Le glouglou du courant rivalise à nouveau avec la circulation sur le boulevard que l’on devine quelques mètres plus haut, rive droite. Il n’a l’air de rien, ce bruit d’eau qui coule, mais il représente un petit miracle arraché à la vase et à l’étouffement par l’équipe Rivière de Nevers Agglomération (1). Rue du Moulin-d’Ecorce, sur 150 m, plusieurs semaines de chantier ont été requises pour redonner un peu de son aspect naturel à l’un des bras de la rivière Nièvre urbaine.

« C’était une rivière en souffrance », rappelle Philippe Bornet, le chef d’équipe. « Un seuil avait été créé il y a une trentaine d’années pour obtenir un miroir d’eau. Du coup, les sédiments se sont accumulés, il n’y avait plus assez de débit, et il ne restait plus que deux ou trois espèces de poissons, avec une forte mortalité chaque été. Il fallait absolument lui redonner ses caractéristiques physiques »

Dans le cadre du Contrat territorial des Nièvres, dont l’un des objectifs est de préserver et améliorer le fonctionnement des trois Nièvres (la Nièvre d’Arzembouy, la Nièvre de Champlemy et la Nièvre aval née de leur rencontre au niveau de Guérigny), l’équipe Rivière s’attache à réhabiliter, tronçon par tronçon, le cours de la Nièvre urbaine. « Nous avons commencé par retirer le seuil petit à petit, sur six à huit mois, pour que la rivière se désenvase naturellement. On l’a laissée travailler, elle s’est incisée, grâce au mètre de pente que nous avons gagné », détaille Philippe Bornet.
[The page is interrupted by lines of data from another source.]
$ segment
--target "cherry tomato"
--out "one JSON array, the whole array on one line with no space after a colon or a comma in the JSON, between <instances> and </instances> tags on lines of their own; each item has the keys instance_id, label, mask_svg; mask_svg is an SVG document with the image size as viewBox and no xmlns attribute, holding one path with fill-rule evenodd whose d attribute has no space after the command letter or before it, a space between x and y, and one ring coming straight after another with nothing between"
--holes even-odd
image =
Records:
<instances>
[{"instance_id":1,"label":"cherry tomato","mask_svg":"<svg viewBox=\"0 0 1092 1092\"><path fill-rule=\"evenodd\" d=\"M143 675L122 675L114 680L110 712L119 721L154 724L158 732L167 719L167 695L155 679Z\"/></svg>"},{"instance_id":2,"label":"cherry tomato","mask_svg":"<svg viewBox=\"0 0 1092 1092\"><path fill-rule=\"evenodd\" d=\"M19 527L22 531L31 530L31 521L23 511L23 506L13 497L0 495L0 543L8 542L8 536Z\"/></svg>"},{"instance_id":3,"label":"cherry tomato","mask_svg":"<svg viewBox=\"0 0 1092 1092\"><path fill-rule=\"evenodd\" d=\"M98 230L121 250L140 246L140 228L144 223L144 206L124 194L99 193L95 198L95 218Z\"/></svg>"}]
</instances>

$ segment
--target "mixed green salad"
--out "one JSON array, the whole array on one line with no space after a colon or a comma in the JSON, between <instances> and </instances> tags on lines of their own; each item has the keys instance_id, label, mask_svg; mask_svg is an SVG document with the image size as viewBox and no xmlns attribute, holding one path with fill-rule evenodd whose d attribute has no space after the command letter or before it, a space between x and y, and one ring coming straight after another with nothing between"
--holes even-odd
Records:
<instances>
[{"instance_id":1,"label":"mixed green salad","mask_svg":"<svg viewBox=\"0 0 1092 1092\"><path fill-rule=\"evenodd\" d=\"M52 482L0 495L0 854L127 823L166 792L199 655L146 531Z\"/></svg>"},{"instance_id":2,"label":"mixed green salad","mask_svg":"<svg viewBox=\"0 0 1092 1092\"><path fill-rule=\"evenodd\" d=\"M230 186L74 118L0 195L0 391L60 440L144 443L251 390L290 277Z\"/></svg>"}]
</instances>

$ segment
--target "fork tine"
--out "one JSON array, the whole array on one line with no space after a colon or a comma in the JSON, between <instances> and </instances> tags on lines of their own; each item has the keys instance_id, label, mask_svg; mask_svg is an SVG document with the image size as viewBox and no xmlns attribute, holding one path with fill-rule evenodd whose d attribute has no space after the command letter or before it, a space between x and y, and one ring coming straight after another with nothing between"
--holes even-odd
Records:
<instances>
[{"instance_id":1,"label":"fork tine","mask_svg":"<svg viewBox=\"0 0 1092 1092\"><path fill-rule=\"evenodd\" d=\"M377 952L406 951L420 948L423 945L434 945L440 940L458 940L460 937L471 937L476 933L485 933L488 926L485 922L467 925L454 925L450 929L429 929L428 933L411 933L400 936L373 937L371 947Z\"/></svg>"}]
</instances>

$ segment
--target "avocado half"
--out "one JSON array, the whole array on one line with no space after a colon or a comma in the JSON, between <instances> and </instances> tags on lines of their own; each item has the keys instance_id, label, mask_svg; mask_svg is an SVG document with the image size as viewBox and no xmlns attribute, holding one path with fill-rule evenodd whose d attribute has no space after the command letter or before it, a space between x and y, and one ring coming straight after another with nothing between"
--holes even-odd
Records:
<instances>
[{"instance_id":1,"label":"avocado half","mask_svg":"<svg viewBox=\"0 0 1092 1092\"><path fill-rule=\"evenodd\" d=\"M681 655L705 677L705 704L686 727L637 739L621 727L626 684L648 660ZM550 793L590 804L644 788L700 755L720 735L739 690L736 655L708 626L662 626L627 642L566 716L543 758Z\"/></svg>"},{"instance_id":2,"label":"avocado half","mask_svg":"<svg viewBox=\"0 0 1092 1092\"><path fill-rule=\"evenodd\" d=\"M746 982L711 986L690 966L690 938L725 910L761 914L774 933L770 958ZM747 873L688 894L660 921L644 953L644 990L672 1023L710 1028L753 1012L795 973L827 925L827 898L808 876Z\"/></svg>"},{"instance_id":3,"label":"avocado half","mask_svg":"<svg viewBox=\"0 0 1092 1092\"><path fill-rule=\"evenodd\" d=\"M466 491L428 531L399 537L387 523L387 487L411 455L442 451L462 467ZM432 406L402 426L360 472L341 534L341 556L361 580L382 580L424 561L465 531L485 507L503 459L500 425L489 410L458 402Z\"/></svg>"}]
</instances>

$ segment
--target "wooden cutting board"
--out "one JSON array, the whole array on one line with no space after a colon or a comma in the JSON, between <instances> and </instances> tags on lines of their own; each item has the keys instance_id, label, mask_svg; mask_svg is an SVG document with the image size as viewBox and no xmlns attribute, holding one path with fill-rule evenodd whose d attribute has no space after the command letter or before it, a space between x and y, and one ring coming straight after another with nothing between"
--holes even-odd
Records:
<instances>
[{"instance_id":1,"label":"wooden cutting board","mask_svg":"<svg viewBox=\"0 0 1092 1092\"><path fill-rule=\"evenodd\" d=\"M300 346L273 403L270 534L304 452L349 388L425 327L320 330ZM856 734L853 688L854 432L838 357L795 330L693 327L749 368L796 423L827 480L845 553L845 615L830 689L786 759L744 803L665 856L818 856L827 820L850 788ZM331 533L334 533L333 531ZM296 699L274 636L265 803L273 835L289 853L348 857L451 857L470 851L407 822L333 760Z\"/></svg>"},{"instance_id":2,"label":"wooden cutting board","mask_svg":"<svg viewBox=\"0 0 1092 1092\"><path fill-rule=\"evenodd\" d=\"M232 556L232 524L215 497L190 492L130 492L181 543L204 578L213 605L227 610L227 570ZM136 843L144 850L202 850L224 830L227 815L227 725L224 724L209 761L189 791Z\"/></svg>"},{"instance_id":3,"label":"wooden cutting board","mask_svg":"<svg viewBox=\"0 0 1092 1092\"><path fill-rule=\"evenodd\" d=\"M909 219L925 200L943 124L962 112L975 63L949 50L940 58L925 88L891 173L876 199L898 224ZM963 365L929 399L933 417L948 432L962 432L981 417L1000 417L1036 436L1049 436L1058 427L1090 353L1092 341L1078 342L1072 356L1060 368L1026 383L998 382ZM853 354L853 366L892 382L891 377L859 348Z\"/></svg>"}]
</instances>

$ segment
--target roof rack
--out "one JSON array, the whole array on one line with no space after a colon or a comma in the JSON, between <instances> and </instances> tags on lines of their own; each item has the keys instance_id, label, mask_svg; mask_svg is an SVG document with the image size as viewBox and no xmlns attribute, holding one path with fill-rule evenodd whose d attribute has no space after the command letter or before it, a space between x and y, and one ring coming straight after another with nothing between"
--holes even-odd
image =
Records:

Avec ses collègues David Archambault et Damien Lanoizelée, et le renfort d’Eric Bondoux (équipe Patrimoine de Nevers Agglomération), il s’est ensuite attelé à la partie la plus physique du chantier : réduire en largeur le lit de la rivière à l’aide de boudins de fibre de coco tressée arrimés à 700 pieux en acacia d’1,50 m plantés un par un… à la masse. « Pas besoin d’aller en salle de sport », plaisante David Archambault. Largeur réduite, pente accrue : la Nièvre urbaine retrouve, sur 150 m, le rythme d’une « vraie » rivière, où l’ajout de rochers diversifie les écoulements et crée des habitats propices au retour de certaines espèces.

Les premiers effets se font sentir : « On voit revenir des espèces de poissons, il y a des épinoches, des chabots, des vairons, des goujons. On espère qu’il y aura de la reproduction. » Fabriqués en France, les boudins de coco ont été mis en culture avec des espèces locales telles que les carex et les iris, avant d’être acheminés à Nevers. Le chantier a été mené dans un souci d’information des riverains mais aussi des passants, intrigués par les travaux, et pour lesquels Philippe Bornet avait installé des panneaux pédagogiques : « La plupart des riverains sont très contents car ils voyaient que la rivière souffrait. »

  1. Pour la mise en œuvre de ce type de chantiers, l’équipe Rivière bénéficie du soutien des services Topographie et Collecte de la communauté d’agglomération.